On this question the ayes and noes were ordered, on motion of Mr. Dick (of Guilford County), and resulted as follows
:
Ayes—Messrs. Allison, Armfield, Berry, Bond, Calloway, Cannon, Councill, Davidson, Dick, Douthitt, Eller, Ellison, Ferebee, Foster of Randolph, Gilmer, Graham, Headen, Jones of Caldwell, Kittrell, Long, Mann, Manning, Merritt, Mitchell, Sanders, Smith of Johnston, Smith of Macon, Speed, Sprouse, Spruill of Bertie, Thomas of Carteret, Warren, Woodfin and Wilson—34.

Noes—Mr. President, and Messrs.
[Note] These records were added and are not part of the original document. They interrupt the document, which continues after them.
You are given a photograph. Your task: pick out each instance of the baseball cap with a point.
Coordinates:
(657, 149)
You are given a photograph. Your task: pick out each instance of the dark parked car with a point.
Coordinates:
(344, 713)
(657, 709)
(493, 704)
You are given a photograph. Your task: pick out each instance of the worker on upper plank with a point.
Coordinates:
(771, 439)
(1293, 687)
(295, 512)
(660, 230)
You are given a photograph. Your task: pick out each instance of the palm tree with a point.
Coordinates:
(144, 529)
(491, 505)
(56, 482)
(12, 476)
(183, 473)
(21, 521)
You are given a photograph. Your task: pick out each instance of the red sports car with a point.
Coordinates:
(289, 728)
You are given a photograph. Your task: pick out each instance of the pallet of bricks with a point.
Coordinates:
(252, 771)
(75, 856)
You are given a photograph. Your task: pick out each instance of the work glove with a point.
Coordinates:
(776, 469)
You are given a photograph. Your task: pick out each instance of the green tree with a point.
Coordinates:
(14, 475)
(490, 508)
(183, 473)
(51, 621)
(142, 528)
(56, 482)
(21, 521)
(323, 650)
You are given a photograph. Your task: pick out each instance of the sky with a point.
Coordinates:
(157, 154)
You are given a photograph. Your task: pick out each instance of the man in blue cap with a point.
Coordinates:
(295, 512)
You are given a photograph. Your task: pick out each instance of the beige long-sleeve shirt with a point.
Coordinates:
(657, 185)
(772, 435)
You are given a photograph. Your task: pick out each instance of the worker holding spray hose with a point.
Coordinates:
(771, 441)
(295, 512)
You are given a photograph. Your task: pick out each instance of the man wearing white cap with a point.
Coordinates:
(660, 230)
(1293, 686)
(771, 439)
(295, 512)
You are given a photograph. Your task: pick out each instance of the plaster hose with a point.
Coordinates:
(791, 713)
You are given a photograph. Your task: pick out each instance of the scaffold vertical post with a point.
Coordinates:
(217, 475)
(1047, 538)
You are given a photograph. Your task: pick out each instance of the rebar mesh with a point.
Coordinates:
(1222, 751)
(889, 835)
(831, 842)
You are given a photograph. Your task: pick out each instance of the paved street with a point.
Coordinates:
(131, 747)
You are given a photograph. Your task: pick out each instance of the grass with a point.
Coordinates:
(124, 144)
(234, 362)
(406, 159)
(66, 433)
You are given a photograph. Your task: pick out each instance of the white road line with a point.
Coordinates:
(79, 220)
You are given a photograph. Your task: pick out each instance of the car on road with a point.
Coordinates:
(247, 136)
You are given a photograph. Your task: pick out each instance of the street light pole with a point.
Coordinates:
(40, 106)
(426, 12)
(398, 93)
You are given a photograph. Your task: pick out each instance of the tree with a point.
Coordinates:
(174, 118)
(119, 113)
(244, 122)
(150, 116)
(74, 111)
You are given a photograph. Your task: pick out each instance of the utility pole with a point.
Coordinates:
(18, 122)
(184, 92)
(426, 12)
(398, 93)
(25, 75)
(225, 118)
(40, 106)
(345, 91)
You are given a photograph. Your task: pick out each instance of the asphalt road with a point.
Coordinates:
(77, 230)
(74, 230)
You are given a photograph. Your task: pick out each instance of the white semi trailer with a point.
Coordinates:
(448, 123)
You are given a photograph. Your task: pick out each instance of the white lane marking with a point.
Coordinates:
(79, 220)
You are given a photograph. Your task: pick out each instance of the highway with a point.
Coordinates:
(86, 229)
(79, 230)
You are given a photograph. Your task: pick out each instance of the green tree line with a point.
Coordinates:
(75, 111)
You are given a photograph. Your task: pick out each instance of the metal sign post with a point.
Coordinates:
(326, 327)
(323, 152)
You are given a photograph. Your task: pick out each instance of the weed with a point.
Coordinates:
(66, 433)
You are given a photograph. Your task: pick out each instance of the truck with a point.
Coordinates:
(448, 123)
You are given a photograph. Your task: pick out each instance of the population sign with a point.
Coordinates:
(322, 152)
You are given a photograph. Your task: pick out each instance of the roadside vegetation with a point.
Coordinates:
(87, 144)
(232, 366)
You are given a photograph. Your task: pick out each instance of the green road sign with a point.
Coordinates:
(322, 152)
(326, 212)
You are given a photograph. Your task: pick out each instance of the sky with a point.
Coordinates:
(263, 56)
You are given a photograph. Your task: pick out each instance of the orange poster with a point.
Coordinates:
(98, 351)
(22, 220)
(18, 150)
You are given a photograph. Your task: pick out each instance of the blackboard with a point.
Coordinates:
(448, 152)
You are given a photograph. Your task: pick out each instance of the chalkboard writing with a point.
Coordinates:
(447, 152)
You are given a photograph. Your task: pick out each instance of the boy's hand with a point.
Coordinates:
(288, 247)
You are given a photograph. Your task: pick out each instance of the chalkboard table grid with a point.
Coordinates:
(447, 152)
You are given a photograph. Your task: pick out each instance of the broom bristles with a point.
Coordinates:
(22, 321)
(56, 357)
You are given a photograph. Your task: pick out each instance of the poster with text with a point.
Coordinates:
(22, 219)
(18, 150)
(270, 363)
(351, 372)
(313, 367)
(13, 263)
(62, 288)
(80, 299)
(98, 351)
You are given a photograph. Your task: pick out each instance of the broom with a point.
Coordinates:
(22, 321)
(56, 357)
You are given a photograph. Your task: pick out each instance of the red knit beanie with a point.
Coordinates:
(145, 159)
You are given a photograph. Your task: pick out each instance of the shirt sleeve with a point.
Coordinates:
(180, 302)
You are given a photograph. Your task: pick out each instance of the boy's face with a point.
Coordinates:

Arrington (of Nash County), Ashe, Barnes, Battle of Edgecombe, Biggs, Brodnax, Brown, Bunting, Carson, Cowan, Craige, Cunningham, Darden, Durham, Foster of Ashe, Henkel, Hicks, Hill, Houston of Duplin, Houston of Union, Howard, Johnston of Gaston, Johnston of Mecklenburg, Lander, Leak, McDowell of Bladen, McDowell of Burke, McDowell of Madison, McNeill of Cumberland, McNeill of Harnett, Meares, Miller, Moody, Moseley, Myers, Osborne, Penland, Pettigrew, Rayner, Reid, Rhodes, Royster, Ruffin, Satterthwaite, Shaw, Shipp, Smith of Halifax, Spruill of Tyrrell, Stewart, Strong, Sutherland, Thomas of Jackson, Thompson, Thornton, Tracy, Turner, Venable, Walton, Ward, Washington, Whitford, Winslow and Wooten—72.”

from; THE JOURNAL OF THE STATE CONVENTION

Thus, the Convention’s county delegates rejected the submission of whether or not North Carolina should join the Confederacy to the legal voters of the state by a vote of 72 voting “NO” and 34 voting “YES.” In summary, of the 120 county delegates, not a single delegate proposed to submit the Ordinance of Secession,passed on the first day of the convention by 117 delegates and signed on the second day by 120 county delegates, to the legal voters of the State of North Carolina, the process employed in Virginia and Tennessee. Also, on the motion to submit the question of whether to join the Confederacy or not to the people of the state, it was rejected by a vote of 72 to 34.